5 Trends in Victorian Interiors
Queen Victoria, born on this day in 1819, reigned over Britain and its empire for over 63 years. The most interesting feature about the time is that, unlike the period that precedes it, there is no such thing as a Victorian style.
It was a period vibrant with experimentation, embracing new cultures and reviving historical styles (most famously gothic, but also rococo). Many movements sprung up in the later part of her reign, like the Art and Craft movement that finds its apogee in the work of William Morris. Still, it’s impossible for us today to walk into a Victorian room and not being able to tell: Edith Wharton (mostly known as the author of The Age of Innocence) denounced the Victorian taste for being overbearing. Famed interior designer Elsie de Wolfe was the leader of a full-fledged war against the dark and heavy interiors of her childhood. If you are decorating the set of a period drama, a room that is decorated in crimson red and dark heavy woods will shout “Victorian” to even the least geeky of viewers, however that’s not all that there was to Victorian taste, especially because of the time-span. Here are five less mainstream features of Victorian interior décor.
If you’ve watched Suzannah Lipscombe BBC documentary on the hidden killers of the Victorian home, you already know that these gorgeous bright greens were poisonous. Technology has gone a long way, and choosing to decorate your house in Greenery, the 2017 Pantone colour of the year, is not going to kill you. Find some of our favourite designs on our Pinterest moodboard.
The myth of the exotic East was one of the most pervasive of the time. With bestselling books written by the outposts of the Empire, and products being imported from these far away dominions, it is no surprise that the fascination took hold, to the point that Queen Victoria commissioned the Dunbar Hall for Osborne House. The Royal Pavilion at Brighton, however, is probably the best known example of this trend.
It wasn’t just Walter Scott. Revived interest in the Middle Ages and the Gothic style was an inheritance of the Romantic movement’s emphasis on folklore and emotion against the rationalism of the age before it. From architectural features to the style of chairs, to designs like this painted mahogany, pine, and oak cabinet (which features the maker, William Morris of the Arts and Craft movement and his wife).

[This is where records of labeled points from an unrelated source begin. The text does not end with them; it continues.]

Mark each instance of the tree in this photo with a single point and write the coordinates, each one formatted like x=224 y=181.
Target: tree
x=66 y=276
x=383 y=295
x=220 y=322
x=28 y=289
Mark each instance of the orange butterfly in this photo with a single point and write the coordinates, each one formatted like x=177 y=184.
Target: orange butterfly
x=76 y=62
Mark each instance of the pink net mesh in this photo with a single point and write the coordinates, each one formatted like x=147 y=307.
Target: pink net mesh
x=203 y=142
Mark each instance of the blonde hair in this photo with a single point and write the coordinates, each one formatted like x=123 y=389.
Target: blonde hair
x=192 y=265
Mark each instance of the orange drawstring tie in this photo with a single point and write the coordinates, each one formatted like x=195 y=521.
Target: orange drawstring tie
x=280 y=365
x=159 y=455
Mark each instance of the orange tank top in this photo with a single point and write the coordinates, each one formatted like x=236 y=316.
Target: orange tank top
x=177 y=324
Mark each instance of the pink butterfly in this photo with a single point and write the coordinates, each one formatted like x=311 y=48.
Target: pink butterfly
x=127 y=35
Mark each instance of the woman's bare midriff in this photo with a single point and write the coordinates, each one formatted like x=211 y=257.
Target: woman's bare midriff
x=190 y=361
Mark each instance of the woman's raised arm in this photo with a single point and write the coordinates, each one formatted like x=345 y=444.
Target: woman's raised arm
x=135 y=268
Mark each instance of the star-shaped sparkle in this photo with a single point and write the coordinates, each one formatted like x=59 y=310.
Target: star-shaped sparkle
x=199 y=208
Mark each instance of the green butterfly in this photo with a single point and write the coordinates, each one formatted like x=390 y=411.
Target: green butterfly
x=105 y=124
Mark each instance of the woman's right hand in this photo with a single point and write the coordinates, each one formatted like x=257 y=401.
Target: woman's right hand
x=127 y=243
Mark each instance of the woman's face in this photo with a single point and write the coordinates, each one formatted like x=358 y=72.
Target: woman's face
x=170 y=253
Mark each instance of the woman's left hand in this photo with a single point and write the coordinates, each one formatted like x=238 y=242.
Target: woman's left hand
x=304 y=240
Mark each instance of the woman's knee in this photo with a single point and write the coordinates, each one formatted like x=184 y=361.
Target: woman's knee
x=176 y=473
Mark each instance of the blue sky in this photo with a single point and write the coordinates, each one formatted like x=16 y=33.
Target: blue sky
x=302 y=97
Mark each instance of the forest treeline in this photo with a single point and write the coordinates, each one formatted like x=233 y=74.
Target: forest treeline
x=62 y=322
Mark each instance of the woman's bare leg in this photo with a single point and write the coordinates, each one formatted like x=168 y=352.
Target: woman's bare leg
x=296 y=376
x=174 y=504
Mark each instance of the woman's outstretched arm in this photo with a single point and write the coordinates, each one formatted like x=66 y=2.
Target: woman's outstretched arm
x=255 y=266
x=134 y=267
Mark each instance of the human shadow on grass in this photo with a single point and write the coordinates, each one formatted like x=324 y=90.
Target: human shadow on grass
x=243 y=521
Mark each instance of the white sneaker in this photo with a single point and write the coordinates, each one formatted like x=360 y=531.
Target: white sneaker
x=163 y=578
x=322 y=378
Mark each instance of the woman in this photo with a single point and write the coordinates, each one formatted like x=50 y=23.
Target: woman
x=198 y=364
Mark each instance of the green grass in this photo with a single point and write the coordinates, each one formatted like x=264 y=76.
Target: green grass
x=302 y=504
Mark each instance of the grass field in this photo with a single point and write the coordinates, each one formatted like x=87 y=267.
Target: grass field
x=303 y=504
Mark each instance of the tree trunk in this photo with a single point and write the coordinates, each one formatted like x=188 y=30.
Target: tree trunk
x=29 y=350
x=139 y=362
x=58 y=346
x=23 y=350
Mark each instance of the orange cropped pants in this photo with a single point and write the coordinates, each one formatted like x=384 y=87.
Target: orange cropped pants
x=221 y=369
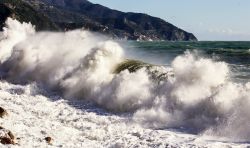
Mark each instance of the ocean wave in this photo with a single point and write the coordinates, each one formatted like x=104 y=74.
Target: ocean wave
x=194 y=92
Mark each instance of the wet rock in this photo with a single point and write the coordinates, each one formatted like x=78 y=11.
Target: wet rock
x=3 y=112
x=49 y=140
x=6 y=136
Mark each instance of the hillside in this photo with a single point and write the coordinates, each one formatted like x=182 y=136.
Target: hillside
x=73 y=14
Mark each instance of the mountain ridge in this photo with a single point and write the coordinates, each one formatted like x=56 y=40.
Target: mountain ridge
x=74 y=14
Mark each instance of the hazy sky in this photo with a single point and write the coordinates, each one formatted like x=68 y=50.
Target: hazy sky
x=207 y=19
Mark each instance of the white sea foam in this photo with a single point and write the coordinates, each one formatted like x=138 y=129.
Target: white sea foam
x=80 y=64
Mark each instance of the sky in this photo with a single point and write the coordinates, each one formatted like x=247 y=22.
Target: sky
x=206 y=19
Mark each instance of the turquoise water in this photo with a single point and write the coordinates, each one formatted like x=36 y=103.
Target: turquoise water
x=236 y=54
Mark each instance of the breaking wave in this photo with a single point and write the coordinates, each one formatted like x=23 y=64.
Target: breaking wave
x=194 y=93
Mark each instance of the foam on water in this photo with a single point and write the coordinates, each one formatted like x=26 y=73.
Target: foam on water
x=80 y=64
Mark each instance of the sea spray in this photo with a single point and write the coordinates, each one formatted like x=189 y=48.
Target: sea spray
x=197 y=95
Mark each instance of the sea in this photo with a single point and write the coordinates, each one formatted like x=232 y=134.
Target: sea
x=235 y=53
x=84 y=89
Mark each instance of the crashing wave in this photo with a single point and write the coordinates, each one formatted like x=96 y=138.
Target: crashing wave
x=194 y=92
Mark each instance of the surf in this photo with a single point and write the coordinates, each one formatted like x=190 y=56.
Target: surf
x=194 y=92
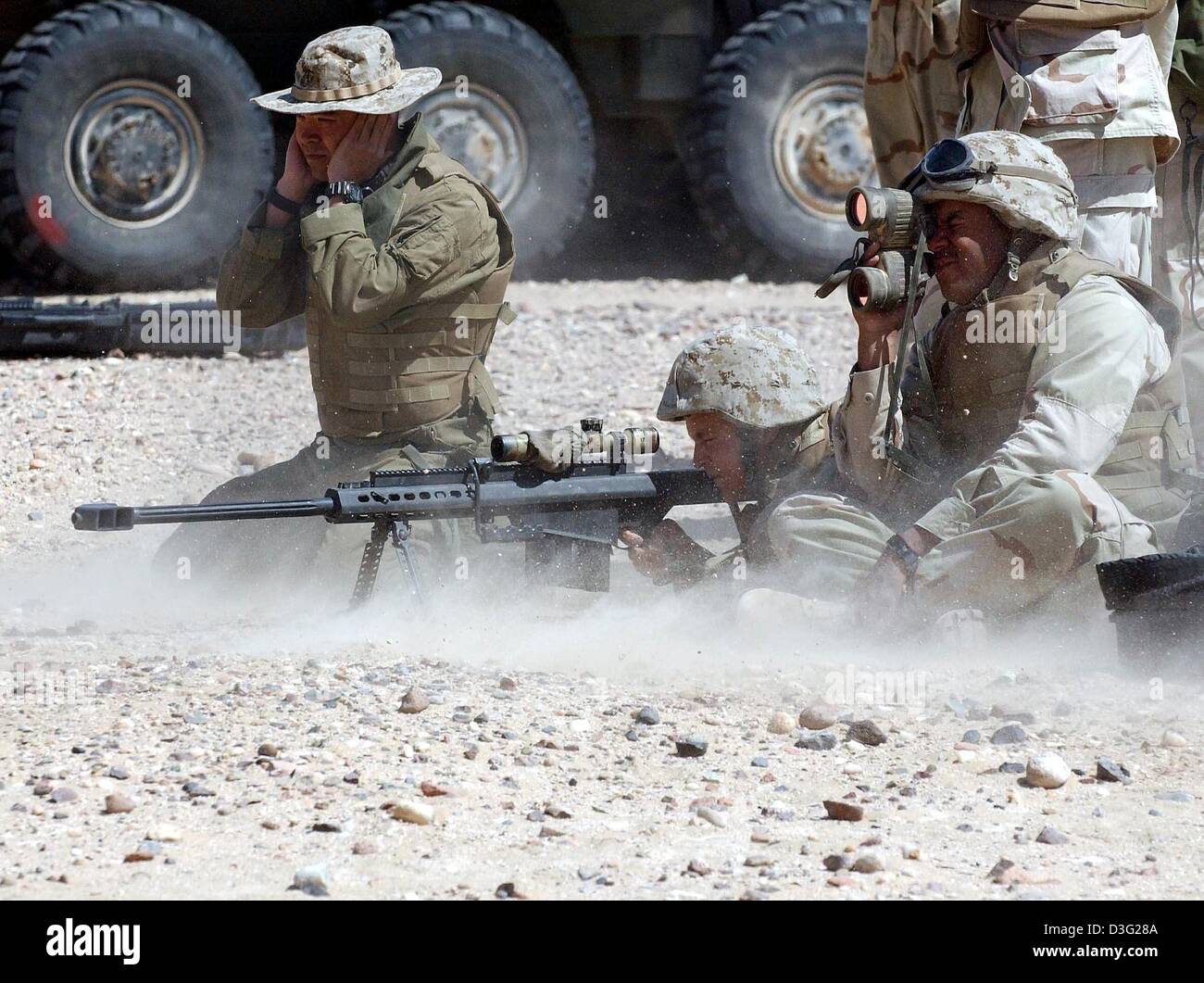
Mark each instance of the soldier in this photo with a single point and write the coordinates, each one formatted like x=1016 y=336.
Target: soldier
x=1040 y=429
x=1090 y=80
x=400 y=260
x=750 y=402
x=1181 y=191
x=911 y=95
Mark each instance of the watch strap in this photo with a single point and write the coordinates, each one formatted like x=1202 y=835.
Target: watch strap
x=897 y=547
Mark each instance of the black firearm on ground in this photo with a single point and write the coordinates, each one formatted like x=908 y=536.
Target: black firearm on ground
x=565 y=494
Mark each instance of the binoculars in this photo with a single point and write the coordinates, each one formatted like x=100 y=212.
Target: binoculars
x=890 y=220
x=558 y=450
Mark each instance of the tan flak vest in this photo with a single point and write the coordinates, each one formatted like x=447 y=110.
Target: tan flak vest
x=426 y=363
x=980 y=385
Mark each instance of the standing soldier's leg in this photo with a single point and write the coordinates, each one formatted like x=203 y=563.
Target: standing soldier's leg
x=1179 y=232
x=1115 y=183
x=911 y=95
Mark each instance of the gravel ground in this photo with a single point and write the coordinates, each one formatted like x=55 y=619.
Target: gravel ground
x=157 y=750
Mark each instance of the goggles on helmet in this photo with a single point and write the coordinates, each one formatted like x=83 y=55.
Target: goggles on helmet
x=950 y=165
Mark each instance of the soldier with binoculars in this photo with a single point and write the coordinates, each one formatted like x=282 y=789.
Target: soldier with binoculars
x=1036 y=428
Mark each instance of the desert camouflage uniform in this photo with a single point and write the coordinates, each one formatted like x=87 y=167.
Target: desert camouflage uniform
x=762 y=381
x=1098 y=99
x=1183 y=273
x=1036 y=456
x=911 y=93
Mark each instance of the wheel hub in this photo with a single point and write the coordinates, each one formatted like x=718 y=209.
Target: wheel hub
x=821 y=145
x=478 y=127
x=133 y=153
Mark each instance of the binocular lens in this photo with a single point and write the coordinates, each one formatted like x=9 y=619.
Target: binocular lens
x=859 y=209
x=885 y=215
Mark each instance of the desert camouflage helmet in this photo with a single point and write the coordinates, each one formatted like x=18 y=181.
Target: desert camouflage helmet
x=754 y=376
x=1020 y=179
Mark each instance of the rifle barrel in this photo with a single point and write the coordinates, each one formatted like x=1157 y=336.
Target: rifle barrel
x=107 y=516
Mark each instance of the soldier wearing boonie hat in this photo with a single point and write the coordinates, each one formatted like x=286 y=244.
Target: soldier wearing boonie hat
x=398 y=259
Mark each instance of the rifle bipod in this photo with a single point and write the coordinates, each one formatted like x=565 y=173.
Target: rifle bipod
x=397 y=532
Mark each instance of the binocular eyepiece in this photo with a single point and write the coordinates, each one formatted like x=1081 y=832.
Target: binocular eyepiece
x=883 y=287
x=889 y=217
x=890 y=220
x=557 y=450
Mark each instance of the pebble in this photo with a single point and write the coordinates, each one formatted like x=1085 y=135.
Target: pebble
x=418 y=813
x=414 y=701
x=782 y=723
x=818 y=741
x=1047 y=770
x=847 y=813
x=313 y=879
x=1107 y=770
x=690 y=747
x=868 y=863
x=116 y=802
x=819 y=717
x=866 y=733
x=1175 y=797
x=1011 y=734
x=648 y=715
x=165 y=833
x=1051 y=837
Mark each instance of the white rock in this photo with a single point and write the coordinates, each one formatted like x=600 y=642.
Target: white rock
x=165 y=833
x=782 y=723
x=413 y=813
x=714 y=817
x=1047 y=770
x=312 y=879
x=819 y=717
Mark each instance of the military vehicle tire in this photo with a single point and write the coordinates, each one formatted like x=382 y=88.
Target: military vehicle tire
x=509 y=109
x=159 y=170
x=1126 y=582
x=778 y=137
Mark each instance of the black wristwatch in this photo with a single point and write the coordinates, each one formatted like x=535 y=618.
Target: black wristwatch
x=348 y=191
x=898 y=549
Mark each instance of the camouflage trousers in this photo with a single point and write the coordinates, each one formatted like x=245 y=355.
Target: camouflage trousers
x=290 y=554
x=1181 y=273
x=1034 y=546
x=911 y=95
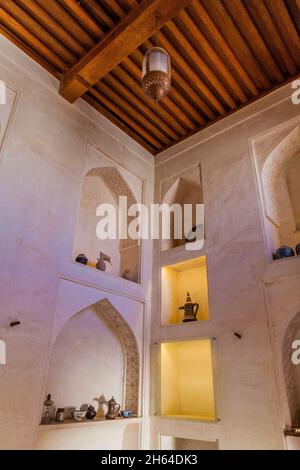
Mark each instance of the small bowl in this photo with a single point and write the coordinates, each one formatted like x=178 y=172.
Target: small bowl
x=78 y=415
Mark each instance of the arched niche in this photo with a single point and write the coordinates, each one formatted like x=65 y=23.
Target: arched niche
x=95 y=354
x=183 y=191
x=292 y=371
x=280 y=178
x=106 y=185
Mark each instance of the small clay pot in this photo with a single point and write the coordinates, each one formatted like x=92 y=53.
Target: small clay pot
x=82 y=259
x=284 y=252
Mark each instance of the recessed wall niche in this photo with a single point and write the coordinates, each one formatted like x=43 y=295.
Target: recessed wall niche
x=185 y=188
x=178 y=279
x=105 y=184
x=277 y=158
x=292 y=371
x=184 y=443
x=95 y=355
x=187 y=385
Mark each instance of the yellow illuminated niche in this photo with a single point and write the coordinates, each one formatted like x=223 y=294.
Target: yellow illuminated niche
x=176 y=280
x=187 y=389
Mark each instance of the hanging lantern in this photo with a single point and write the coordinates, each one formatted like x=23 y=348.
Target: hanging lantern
x=156 y=75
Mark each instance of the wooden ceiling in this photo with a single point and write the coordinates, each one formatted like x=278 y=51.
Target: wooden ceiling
x=224 y=54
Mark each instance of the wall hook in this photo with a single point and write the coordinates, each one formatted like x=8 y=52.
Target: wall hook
x=238 y=335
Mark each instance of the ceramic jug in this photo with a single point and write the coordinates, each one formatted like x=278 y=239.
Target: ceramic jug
x=113 y=408
x=190 y=309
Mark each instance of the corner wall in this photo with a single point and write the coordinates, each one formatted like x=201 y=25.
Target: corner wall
x=244 y=286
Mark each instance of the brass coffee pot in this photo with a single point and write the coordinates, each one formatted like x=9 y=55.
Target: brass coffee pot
x=113 y=408
x=190 y=309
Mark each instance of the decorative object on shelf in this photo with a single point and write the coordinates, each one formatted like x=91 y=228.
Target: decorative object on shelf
x=101 y=265
x=90 y=412
x=113 y=408
x=82 y=259
x=190 y=309
x=283 y=252
x=47 y=403
x=60 y=415
x=125 y=274
x=197 y=233
x=156 y=73
x=100 y=410
x=78 y=415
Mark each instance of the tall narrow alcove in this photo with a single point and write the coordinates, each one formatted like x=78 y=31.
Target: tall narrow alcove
x=279 y=175
x=105 y=185
x=292 y=371
x=185 y=189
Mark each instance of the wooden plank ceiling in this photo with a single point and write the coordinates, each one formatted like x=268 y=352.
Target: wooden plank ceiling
x=224 y=53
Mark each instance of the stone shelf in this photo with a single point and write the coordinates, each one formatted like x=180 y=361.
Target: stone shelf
x=186 y=380
x=70 y=423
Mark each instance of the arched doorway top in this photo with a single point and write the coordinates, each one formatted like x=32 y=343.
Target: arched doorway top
x=131 y=354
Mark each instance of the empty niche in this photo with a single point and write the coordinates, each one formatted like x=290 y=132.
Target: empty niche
x=187 y=385
x=105 y=185
x=279 y=175
x=95 y=356
x=181 y=443
x=8 y=99
x=183 y=189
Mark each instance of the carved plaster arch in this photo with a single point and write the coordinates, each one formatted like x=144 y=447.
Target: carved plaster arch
x=275 y=165
x=118 y=324
x=129 y=249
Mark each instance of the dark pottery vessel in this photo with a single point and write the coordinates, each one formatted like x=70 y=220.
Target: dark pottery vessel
x=283 y=252
x=81 y=259
x=113 y=408
x=90 y=412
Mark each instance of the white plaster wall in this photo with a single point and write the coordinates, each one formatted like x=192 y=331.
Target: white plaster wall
x=247 y=384
x=43 y=158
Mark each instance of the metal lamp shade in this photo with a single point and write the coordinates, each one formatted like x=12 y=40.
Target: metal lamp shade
x=156 y=75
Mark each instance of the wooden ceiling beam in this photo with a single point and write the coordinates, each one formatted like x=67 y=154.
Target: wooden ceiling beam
x=52 y=26
x=132 y=31
x=20 y=31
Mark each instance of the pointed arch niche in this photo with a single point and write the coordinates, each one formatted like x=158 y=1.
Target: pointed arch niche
x=277 y=158
x=105 y=182
x=95 y=354
x=185 y=188
x=292 y=371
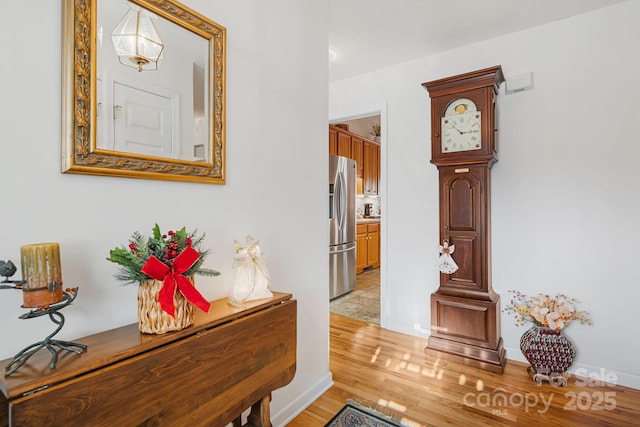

This particular cabinet is not only depicting a Medieval scene (the legend of St George, patron saint of England, defeating the dragon), but also painted through a Medieval technique that was revived by William Burgess.
Arts and Crafts Style
Simple forms and being true to the materials were the hallmark of the Arts and Crafts Movement, which set up workshop in rural areas and revived old techniques. This lamp is an example of the work of the Birmingham Guild of Handicrafts, founded by Arthur Dixon in 1890. Much simpler than what we are used to seeing as Victorian taste (including also elaborate metalwork), these austere designs were very appealing to those connected to the movement because of their anti-modernist, anti-industrialist nature. It was a highly ideological movement, and in many of its proponents it became strictly linked to their political views, too.
While, in many respects, similar to the continental Art Nouveau (which also had its traction in Victorian Britain) because of their common linear forms, this style (named after the store which created it, and which still stands to this day) drifts away from its “fantastic motifs”. Unlike the Arts and Crafts movement, Liberty did not turn its back on industry, and aimed to create products that were within the reach of all classes. Stylistically, Liberty is mostly recognisable from the Celtic revival and Renaissance influences.